Według Kristerssona, Szwecja nadal przestrzega umowy między krajami. Ostatnio poprzez poprawkę do konstytucji torującą drogę nowemu ustawodawstwu dotyczącemu terroryzmu, którego projekt ma być złożony na początku przyszłego roku.
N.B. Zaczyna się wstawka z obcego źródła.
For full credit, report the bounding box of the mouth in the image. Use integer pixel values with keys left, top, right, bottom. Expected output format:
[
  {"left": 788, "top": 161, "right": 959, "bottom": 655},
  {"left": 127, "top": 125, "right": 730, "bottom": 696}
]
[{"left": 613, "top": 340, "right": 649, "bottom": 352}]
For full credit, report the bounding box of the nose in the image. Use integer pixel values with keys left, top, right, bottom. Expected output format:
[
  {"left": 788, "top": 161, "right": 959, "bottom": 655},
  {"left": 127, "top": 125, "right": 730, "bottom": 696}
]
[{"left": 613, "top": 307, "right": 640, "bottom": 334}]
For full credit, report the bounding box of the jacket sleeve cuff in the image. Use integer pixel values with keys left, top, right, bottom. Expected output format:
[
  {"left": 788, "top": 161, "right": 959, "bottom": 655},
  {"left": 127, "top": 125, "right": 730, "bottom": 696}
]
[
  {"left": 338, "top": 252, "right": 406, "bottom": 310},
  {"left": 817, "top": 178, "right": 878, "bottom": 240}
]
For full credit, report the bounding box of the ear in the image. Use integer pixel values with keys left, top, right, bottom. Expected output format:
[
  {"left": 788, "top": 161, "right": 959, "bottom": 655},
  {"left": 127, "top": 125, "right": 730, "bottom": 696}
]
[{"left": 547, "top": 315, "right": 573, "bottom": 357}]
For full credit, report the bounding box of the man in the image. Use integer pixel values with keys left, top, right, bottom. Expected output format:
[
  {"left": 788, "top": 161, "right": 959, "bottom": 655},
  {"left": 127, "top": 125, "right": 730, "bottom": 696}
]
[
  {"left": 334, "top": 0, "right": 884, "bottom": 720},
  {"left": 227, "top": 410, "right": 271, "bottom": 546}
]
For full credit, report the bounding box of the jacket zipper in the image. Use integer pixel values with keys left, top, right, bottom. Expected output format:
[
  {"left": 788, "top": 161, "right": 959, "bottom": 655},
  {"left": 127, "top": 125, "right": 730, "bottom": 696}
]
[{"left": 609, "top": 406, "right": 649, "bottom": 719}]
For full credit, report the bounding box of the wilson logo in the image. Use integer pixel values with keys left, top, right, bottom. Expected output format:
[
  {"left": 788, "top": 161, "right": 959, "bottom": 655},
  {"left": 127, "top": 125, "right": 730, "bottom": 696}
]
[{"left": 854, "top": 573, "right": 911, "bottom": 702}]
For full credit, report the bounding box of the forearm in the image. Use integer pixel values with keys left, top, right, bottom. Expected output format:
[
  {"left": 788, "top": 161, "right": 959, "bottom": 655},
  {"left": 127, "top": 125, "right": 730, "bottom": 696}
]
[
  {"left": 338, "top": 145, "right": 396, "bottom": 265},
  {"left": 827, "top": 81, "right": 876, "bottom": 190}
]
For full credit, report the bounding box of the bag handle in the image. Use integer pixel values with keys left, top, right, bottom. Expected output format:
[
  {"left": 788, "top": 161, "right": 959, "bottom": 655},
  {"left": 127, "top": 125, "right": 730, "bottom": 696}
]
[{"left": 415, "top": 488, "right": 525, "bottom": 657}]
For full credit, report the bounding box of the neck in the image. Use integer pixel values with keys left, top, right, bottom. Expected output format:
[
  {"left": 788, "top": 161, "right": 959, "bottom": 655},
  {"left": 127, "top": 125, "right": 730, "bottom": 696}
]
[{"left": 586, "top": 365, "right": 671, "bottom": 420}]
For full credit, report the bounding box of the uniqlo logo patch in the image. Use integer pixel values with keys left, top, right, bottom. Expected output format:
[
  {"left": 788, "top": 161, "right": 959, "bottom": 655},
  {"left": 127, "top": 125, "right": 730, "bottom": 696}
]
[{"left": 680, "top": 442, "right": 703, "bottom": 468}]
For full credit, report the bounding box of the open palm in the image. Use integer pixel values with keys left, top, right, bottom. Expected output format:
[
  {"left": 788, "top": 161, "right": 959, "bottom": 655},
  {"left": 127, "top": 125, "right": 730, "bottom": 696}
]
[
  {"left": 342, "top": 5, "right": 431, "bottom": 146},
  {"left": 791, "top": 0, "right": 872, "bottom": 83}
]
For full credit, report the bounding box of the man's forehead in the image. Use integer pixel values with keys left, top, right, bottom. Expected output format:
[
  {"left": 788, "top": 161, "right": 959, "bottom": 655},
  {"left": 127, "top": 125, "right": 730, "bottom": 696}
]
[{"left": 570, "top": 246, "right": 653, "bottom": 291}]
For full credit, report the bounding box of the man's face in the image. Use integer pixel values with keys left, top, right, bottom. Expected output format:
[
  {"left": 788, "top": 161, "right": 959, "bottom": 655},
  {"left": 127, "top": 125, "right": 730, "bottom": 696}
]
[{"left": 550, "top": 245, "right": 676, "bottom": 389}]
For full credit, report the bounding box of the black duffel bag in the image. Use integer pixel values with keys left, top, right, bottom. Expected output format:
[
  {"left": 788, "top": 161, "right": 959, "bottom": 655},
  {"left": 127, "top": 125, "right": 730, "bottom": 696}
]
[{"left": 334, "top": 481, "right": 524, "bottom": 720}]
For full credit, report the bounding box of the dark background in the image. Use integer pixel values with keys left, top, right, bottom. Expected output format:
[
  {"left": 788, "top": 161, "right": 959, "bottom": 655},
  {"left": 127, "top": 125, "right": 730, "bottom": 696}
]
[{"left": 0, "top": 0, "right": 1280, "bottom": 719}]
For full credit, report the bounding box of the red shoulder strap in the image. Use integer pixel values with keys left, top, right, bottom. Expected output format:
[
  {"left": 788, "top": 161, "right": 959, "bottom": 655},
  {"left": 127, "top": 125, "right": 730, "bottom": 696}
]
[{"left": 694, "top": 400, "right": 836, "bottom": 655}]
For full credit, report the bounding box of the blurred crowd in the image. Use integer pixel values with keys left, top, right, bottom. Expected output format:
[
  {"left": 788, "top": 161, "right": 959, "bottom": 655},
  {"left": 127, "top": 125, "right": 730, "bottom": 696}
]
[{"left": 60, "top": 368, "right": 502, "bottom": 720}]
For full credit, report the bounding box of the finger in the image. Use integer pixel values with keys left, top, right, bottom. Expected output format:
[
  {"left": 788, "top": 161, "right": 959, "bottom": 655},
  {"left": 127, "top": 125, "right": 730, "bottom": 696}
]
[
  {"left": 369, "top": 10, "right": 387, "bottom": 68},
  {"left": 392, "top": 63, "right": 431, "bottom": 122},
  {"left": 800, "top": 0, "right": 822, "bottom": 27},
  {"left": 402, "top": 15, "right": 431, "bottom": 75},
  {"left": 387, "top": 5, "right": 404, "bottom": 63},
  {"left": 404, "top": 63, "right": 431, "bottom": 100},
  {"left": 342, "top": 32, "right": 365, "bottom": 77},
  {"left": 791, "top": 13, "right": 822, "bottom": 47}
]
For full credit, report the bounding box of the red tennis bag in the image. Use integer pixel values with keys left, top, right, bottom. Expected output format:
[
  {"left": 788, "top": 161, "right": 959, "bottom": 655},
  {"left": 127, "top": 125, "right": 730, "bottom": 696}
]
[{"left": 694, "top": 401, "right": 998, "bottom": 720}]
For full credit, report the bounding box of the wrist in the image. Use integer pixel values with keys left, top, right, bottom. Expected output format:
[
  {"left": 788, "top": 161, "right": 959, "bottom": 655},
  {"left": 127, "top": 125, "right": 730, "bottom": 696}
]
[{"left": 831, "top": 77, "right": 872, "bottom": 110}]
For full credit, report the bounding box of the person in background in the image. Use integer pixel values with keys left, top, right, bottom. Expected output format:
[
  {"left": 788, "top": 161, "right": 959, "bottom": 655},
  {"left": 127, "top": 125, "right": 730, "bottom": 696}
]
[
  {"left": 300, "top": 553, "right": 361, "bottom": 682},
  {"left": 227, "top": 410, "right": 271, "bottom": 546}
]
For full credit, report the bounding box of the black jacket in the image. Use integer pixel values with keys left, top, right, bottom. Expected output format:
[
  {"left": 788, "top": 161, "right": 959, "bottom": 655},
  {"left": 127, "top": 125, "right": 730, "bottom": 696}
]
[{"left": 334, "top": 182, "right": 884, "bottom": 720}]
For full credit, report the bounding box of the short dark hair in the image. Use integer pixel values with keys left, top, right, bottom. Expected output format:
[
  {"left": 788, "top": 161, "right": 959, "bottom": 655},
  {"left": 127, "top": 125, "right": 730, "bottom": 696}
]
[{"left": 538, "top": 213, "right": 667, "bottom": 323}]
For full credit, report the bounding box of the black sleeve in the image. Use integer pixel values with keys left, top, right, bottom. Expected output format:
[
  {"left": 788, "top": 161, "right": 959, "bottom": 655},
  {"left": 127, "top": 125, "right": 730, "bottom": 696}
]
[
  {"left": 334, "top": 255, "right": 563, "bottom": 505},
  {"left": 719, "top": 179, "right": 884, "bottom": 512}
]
Zakazuje on uczestnictwa w organizacjach terrorystycznych. „Oczekujemy, że stanie się to prawem przed latem.”, powiedział Kristersson.
Chociaż rząd podejmuje te kroki, nie jest jasne, kiedy Turcja będzie mogła powiedzieć „tak” dla szwedzkiego wniosku o NATO. Premier nie ma żadnego harmonogramu. „Szczera odpowiedź brzmi: może się to zdarzyć w każdej chwili, ale to Turcja podejmuje tę decyzję. To się rozumie samo przez się.”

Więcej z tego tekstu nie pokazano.